The road that we now travel down will depend a great deal on how the problem is perceived. Despite the claims that this is “just criminality”, the picture that seems to be emerging is more specific. This seems to be largely (but not entirely) a phenomenon of some (and only a few) young people in a certain age range. The actions seem to be of a specific type – arson, robbery, looting and the destruction of property. And there seem to be socio-economic factors at work, including social exclusion and inequality.
The analysis is only just beginning, and the issues are complex. We shouldn’t rush in with sweeping generalisations. We should not engage in knee-jerk reactions which we will later come to regret. But neither can we afford to ignore what lies beneath. What we believe the problem to be will also shape the approach employed. Both the way we want to be policed and our beliefs about what has gone wrong, will determine our response.
It has been put well by Ally Fogg (reproduced here and hat tip to Mark Braud) who says:
"Law and order is kept by a collective acceptance of mutual goals. If, as a society, we look after each other, offer everyone a share and a stake in the common weal, maintain some semblance of a Rousseauian Social Contract, then the vast majority of people will mostly stick to the rules without ever needing to see a police officer.

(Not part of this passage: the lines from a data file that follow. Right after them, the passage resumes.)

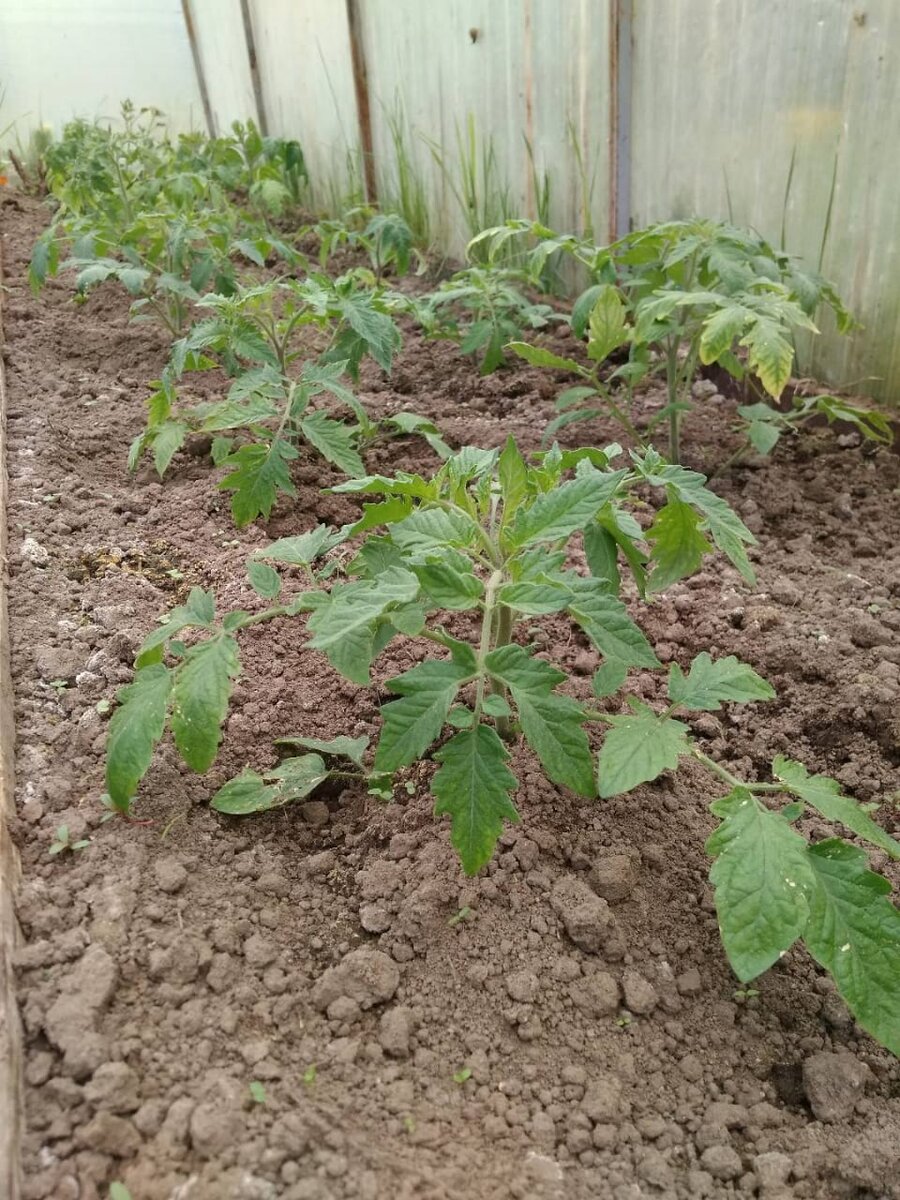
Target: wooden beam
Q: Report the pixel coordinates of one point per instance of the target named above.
(198, 67)
(251, 42)
(364, 111)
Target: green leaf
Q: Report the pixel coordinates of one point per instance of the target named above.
(496, 706)
(720, 330)
(45, 261)
(408, 619)
(135, 730)
(637, 748)
(709, 683)
(414, 721)
(826, 797)
(167, 438)
(303, 550)
(514, 478)
(606, 324)
(203, 687)
(430, 529)
(341, 747)
(556, 515)
(678, 545)
(727, 529)
(582, 309)
(538, 357)
(606, 622)
(263, 579)
(294, 779)
(552, 725)
(412, 423)
(258, 474)
(762, 880)
(473, 786)
(603, 556)
(376, 329)
(769, 354)
(345, 625)
(334, 441)
(199, 611)
(853, 931)
(450, 583)
(379, 485)
(537, 598)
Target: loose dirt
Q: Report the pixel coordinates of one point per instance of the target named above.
(412, 1033)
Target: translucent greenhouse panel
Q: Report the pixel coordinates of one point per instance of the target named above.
(306, 71)
(61, 59)
(489, 78)
(222, 47)
(783, 118)
(863, 247)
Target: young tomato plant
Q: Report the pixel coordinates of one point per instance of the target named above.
(763, 426)
(487, 538)
(483, 307)
(673, 297)
(261, 336)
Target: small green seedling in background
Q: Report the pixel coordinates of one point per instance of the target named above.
(63, 841)
(280, 396)
(483, 309)
(667, 299)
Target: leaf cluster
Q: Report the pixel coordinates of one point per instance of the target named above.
(282, 394)
(467, 561)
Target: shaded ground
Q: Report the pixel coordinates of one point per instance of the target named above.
(168, 965)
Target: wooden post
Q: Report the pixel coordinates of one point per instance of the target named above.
(198, 67)
(262, 117)
(364, 113)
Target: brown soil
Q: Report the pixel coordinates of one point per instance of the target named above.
(171, 964)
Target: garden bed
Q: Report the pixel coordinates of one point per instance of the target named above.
(171, 964)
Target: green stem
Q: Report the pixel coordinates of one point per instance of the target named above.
(503, 636)
(485, 645)
(675, 449)
(732, 780)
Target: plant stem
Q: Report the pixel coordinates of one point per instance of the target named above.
(485, 646)
(732, 780)
(675, 449)
(503, 635)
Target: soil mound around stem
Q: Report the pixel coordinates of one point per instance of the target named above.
(411, 1033)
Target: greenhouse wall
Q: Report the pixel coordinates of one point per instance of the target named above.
(592, 115)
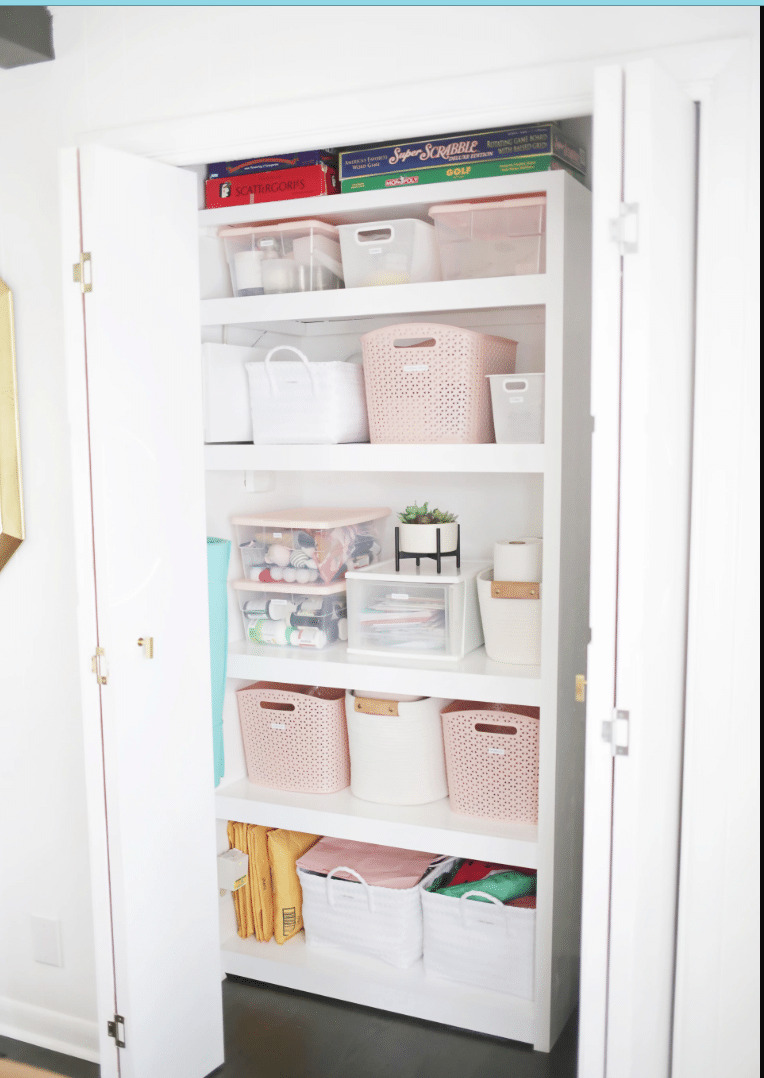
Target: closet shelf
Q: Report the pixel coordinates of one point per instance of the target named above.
(473, 677)
(518, 459)
(372, 983)
(432, 827)
(295, 308)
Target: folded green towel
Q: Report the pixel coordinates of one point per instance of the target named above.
(503, 886)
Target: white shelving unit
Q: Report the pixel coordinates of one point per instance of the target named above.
(533, 486)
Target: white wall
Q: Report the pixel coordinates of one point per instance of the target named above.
(120, 66)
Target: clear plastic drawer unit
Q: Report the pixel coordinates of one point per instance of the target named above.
(418, 612)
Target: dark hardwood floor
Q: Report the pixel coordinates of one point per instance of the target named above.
(274, 1033)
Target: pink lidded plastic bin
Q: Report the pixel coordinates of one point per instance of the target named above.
(497, 238)
(492, 760)
(283, 257)
(308, 548)
(427, 383)
(294, 736)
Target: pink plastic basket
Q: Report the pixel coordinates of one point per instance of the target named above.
(492, 760)
(426, 383)
(294, 736)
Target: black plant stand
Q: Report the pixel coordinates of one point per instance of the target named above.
(436, 556)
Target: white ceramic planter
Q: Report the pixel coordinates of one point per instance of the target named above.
(422, 538)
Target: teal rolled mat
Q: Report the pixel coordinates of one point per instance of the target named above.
(218, 557)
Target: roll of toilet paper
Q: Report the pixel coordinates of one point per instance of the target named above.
(517, 560)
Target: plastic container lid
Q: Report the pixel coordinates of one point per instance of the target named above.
(320, 519)
(322, 227)
(492, 204)
(285, 588)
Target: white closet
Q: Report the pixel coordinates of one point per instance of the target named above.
(139, 498)
(499, 492)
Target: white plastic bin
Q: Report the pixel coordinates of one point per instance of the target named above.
(397, 756)
(286, 257)
(282, 614)
(487, 944)
(517, 402)
(389, 252)
(308, 547)
(512, 626)
(417, 612)
(497, 238)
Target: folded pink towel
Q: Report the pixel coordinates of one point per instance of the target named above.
(380, 866)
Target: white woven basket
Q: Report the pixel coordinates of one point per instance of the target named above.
(397, 755)
(380, 922)
(300, 402)
(486, 944)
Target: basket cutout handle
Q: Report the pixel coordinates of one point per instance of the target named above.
(375, 235)
(301, 355)
(514, 590)
(414, 343)
(490, 898)
(366, 706)
(344, 868)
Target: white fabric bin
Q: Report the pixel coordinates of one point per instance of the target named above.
(380, 922)
(517, 402)
(300, 402)
(397, 755)
(486, 944)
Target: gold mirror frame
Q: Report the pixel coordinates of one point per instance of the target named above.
(11, 501)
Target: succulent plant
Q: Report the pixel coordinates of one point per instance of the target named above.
(422, 514)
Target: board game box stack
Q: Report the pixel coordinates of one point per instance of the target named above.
(532, 148)
(272, 179)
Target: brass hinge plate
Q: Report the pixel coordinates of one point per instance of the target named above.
(98, 666)
(82, 272)
(115, 1028)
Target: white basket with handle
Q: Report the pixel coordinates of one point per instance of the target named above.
(300, 402)
(380, 922)
(486, 944)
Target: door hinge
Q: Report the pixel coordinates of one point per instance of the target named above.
(116, 1030)
(615, 732)
(83, 276)
(98, 665)
(624, 229)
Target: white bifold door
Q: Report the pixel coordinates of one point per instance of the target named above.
(129, 236)
(644, 163)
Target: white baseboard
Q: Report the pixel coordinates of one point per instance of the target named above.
(46, 1028)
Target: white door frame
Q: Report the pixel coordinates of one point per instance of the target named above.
(706, 70)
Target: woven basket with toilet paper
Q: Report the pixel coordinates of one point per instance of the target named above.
(510, 598)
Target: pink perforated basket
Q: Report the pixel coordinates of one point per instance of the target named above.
(294, 736)
(427, 383)
(492, 760)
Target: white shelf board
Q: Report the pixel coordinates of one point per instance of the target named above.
(432, 827)
(486, 293)
(473, 677)
(373, 983)
(388, 204)
(519, 459)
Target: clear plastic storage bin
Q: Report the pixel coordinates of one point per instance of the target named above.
(281, 614)
(417, 612)
(517, 403)
(497, 238)
(389, 252)
(308, 547)
(286, 257)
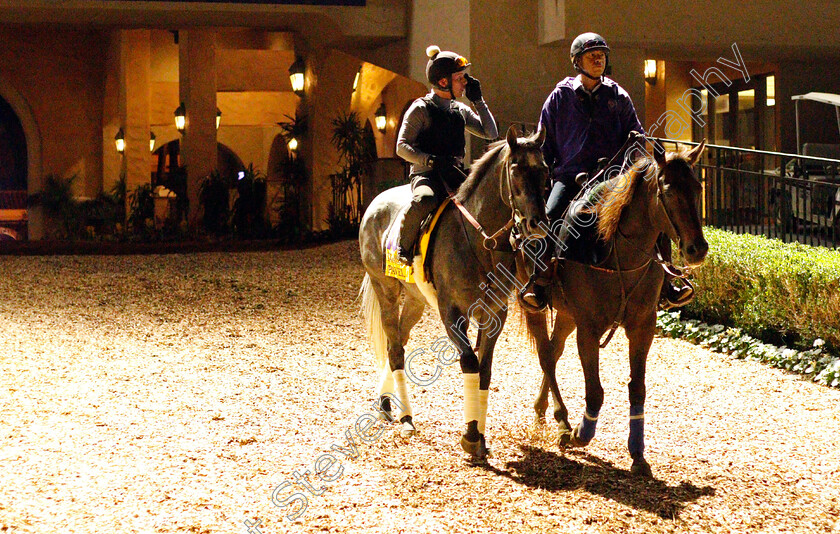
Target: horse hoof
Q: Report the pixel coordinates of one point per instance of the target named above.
(641, 468)
(382, 415)
(564, 440)
(576, 441)
(476, 449)
(407, 429)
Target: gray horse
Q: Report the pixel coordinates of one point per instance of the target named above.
(471, 277)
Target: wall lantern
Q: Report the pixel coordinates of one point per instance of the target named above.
(119, 141)
(296, 75)
(180, 117)
(381, 118)
(650, 71)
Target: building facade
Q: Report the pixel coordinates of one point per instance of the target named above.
(75, 74)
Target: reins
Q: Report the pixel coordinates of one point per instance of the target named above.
(490, 242)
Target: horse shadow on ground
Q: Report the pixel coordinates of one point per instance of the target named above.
(576, 470)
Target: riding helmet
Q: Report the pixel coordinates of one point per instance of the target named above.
(586, 42)
(443, 64)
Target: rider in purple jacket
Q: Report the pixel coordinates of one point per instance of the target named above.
(586, 118)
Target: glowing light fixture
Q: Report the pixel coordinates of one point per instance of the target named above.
(119, 140)
(180, 117)
(381, 118)
(297, 76)
(650, 71)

"When people lose that sense of being looked after, no longer feel part of society, no longer feel like they have any kind of share in any kind of collective, the ties that bind begin to be broken.
"Rioting, especially the type of vandalism and looting we've seen in London, is a sure sign that the social contract is unravelling around the edges. In the days and weeks and months to come, we shall see how far it has frayed.
"There are few things more dangerous to a society than a populace with nothing left to lose."
What we may well be seeing is young people engaging in criminal acts due in part, or at the very least made far easier, by their disconnection, alienation and exclusion from wider society. (This is not an excuse, but to point to a potentially significant contributory factor). If this is the case, the answer lies not in more social exclusion, but social re-engagement and inclusion. Indeed, to fail to engage local communities and resorting first and foremost to heavy-handed approaches, may be inadequate in the short-term and make things far worse in the long-term.
There is no magic wand to wave. But a way forward surely lies in encouraging as much as possible the engagement and mobilisation of communities – particularly the friends, families, institutions and networks around the people at the centre of the current troubles - to address together the problems which lie at their heart.